As Adelia came up, Rowley pointed behind her. She looked back and saw some humped cottages. “That’s the village of Wolvercote,” he said. He turned her so that she was now facing across the bridge to where the stars were blanked out by a complexity of roofs. “Godstow Abbey.” There was a suggestion of light coming from somewhere among its buildings, though any windows on this side were dark.
But it was what was in the middle of the bridge that she must look at. The first thing she saw was a saddled horse, not moving, head and reins drooping downward, one leg bent up. The groom, Walt, stood at its head, patting its neck. His voice came shrill and querulous through the stillness. “Who’da done this? He’s a good un, this un, who’da done it?” He was more concerned for the horse than for the dead man sprawled facedown in the snow beside it.
“Robbery and murder on the King’s Highway,” Rowley said quietly, his breath wreathing like smoke. “Plain coincidence and nothing to do with our purpose, but I suppose you’d better look, bodies being your business. Just be quick about it, that’s all.”
He’d kept everyone else back like she’d taught him; only the groom’s footprints and his own showed going to the bridge in the snow, and only his returned. “I had to make sure the fellow was dead,” he said. “Take Mansur with you for the look of it.” He raised his voice. “The lord Mansur can read traces left on the ground. He speaks little English, so Mistress Adelia will interpret for him.”
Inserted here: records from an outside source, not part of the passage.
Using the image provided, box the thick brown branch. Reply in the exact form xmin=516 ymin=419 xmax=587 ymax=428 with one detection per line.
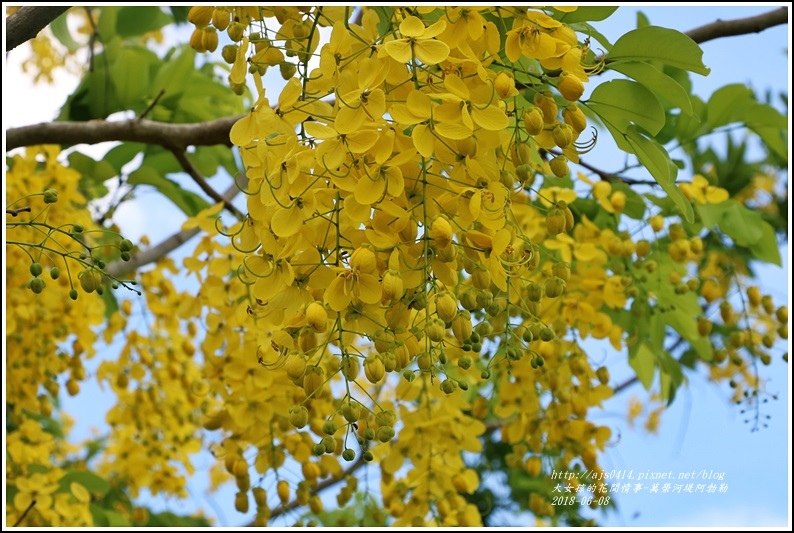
xmin=6 ymin=116 xmax=241 ymax=150
xmin=6 ymin=6 xmax=71 ymax=52
xmin=105 ymin=179 xmax=243 ymax=278
xmin=686 ymin=7 xmax=788 ymax=43
xmin=171 ymin=149 xmax=245 ymax=220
Adelia stayed where she was for a moment, Mansur beside her. “What time is it, do you know?” she asked in Arabic.
“Listen.”
She unbound her head from its muffler. From the other side of the bridge, solitary, faraway, but clear over the rush of noisy water, came a sweet female voice raised in a monotone. It paused and was answered by the disciplined response of other voices.
She was hearing a chime of the liturgical clock, an antiphon. The nuns of Godstow had roused from their beds and were chanting Vigils.
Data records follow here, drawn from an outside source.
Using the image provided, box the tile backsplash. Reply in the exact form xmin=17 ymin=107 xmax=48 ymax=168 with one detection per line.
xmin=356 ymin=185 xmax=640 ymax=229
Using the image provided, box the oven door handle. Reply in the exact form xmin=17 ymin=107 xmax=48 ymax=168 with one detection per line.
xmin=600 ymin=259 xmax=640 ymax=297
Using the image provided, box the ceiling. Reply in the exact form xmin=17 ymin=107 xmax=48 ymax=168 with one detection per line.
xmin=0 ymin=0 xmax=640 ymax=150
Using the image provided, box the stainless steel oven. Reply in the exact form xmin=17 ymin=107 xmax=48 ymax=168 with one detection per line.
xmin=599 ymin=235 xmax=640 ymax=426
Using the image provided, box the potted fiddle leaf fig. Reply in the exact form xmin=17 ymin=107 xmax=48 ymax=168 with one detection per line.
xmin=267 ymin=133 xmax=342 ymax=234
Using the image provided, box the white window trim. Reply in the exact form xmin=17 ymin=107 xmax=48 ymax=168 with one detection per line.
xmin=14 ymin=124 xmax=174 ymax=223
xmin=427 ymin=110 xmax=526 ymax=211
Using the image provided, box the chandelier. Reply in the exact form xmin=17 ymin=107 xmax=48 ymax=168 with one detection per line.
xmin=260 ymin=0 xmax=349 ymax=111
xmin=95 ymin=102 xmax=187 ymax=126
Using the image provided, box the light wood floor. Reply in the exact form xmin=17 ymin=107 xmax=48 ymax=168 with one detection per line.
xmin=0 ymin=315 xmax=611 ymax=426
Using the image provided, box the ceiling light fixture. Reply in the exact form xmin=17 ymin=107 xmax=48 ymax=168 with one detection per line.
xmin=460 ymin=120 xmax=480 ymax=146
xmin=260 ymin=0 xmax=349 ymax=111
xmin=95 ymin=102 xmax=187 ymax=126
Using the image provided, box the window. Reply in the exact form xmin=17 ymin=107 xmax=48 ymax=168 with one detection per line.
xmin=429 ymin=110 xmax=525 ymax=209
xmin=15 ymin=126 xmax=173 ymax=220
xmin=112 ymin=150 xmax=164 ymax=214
It was four o’clock in the morning, near enough.
Mansur said, “Was not the galloper here earlier? He may have seen something.”
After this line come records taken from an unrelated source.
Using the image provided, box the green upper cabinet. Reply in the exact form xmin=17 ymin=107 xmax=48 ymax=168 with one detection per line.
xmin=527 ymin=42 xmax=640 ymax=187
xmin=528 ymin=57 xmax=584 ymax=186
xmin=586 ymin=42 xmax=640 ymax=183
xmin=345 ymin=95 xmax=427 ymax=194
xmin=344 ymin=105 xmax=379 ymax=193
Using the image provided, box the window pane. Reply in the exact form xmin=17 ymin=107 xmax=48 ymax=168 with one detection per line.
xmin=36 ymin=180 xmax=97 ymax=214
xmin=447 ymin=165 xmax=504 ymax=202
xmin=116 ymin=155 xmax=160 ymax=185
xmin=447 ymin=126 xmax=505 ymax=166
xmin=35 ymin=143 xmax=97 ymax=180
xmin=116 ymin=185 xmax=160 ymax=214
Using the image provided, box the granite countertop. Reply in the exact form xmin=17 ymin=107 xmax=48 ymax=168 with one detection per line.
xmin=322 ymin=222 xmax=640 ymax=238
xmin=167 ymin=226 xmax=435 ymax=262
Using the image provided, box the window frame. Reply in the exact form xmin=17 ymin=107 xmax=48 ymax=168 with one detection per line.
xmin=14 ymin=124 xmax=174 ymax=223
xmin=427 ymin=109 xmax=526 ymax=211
“When were you here, Jacques? The doctor wants to know.”
“In daylight, mistress. That poor soul wasn’t lying there then.” The young man was aggrieved and upset. “I delivered his lordship’s message to the holy sisters and rode straight back across the bridge to rejoin you all. I was back with you before the moon came up, wasn’t I, my lord?”
Rowley nodded.
“When did it stop snowing?” From what she could see of the body, there were only a few flakes on it.
“Three hours back.”
“Stay here.”
Mansur took up a lantern, and they went forward together to kneel by the body. “Allah, be good to him,” Mansur said.
As her foster father had taught her, Adelia took a moment to pray to the spirit of the dead man who was now her client. “Permit your flesh and bone to tell me what your voice cannot.”